The forest was supposed to be the principal "green lung" for the city's residents, thanks to convenient access and its large area. However, construction has cut its area from 4,500 to 1,200 dunams. Even now, after the Jewish National Fund (JNF) has prepared a plan to preserve the wooded area and restore it to its former size in several places, the various authorities continue to encroach on the forest for construction purposes.

Within a few weeks, the Jerusalem District Planning and Building Committee is scheduled to discuss the JNF's plan for preserving the Jerusalem Forest and developing it for recreation and leisure purposes. Among the opponents of the plan are the Jerusalem Municipality and the Israel Lands Administration (ILA).

One of the ILA's contentions, seconded by the Jerusalem Municipality, is that the proposed plan adversely affects development initiatives that include building for residential and public purposes, and also infringes on an area that is designated for a cemetery. The ILA has also declared that it is out to protect nature and the landscape, maintaining that forestation activities that include spraying and engineering works will harm the flora and fauna in the area. This concern did not stop the ILA from urging the establishment of a new city in the Judean Hills that will result in the loss of extensive tracts of forest and woodland. The Jerusalem Municipality argued that the JNF plan would affect areas that were designated for roads and industrial zones.
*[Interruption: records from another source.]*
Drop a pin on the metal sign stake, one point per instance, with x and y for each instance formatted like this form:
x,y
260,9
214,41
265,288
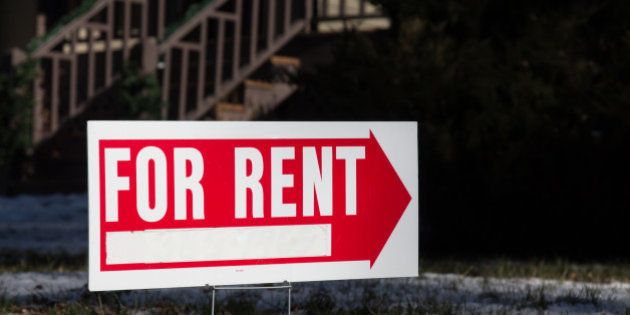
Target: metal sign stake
x,y
284,285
There is no doubt that some of the projects cited by the municipality and the ILA are important and will provide essential services and places of residence. In this regard, however, we should take note of remarks by the Committee for Quality of Life in the ultra-Orthodox Har Nof neighborhood that is fighting to preserve the forest. In a document submitted to the District Planning and Building Committee as a counter-argument to the claims put forward by the ILA and the municipality, the residents' committee notes, "Unfortunately, the forest has effectively become a reserve for implementing plans to build infrastructure of many and varied kinds, each of which will cut away only a bit of the forest, but, if taken together, will turn it into a miniature thicket."

The fundamental problem is that governmental and municipal bodies in Israel do not understand the crucial importance of open areas and parks, which, in addition to being essential elements of quality of life and ecological benefit, also have a significant economic aspect.

An economic analysis of the subject was carried out not long ago for the Har Nof committee by Dr. Yaakov Garb. He notes that it is difficult to quantify the economic value of forests and open areas in the same way that value is ascribed to other products. However, in recent years, economists have found ways to calculate benefits, such as an increase in the value of homes that are located near open areas and parks, or public readiness to spend money to visit parks - attesting to demand that has a concrete financial value and also boosts tourism and other industries.

Garb mentions Frederick Law Olmsted, the landscape architect who designed Central Park in New York. Justifying the acquisition of the land for the park, Olmsted cited the increase in land values that this would generate that that, in turn, would generate greater tax revenues to pay for the upkeep of the park - as indeed occurred.

Cities like Jerusalem, Garb says, should invest in a forest that constitutes a meaningful green belt because of the strategic interest of developing the city on the basis of quality of life. Enhancement of the quality of life will encourage strong populations to stay in the city and thus create a solid economic base for its growth and development, he notes.

The Jerusalem Forest has not been exploited sufficiently for these purposes. Its expansion will help increase its contribution to the quality of life. In this connection, Garb recalls the city of Chattanooga, Tennessee, which decided to invest large sums in the development of parks and walking trails as a response to a deep economic crisis and a decline in the quality of life in the city. The mayor explained that when asked why the city was wasting money on trails and parks when schools and roads were in need of repair and more jobs were needed, his reply was that one project did not come at the expense of another.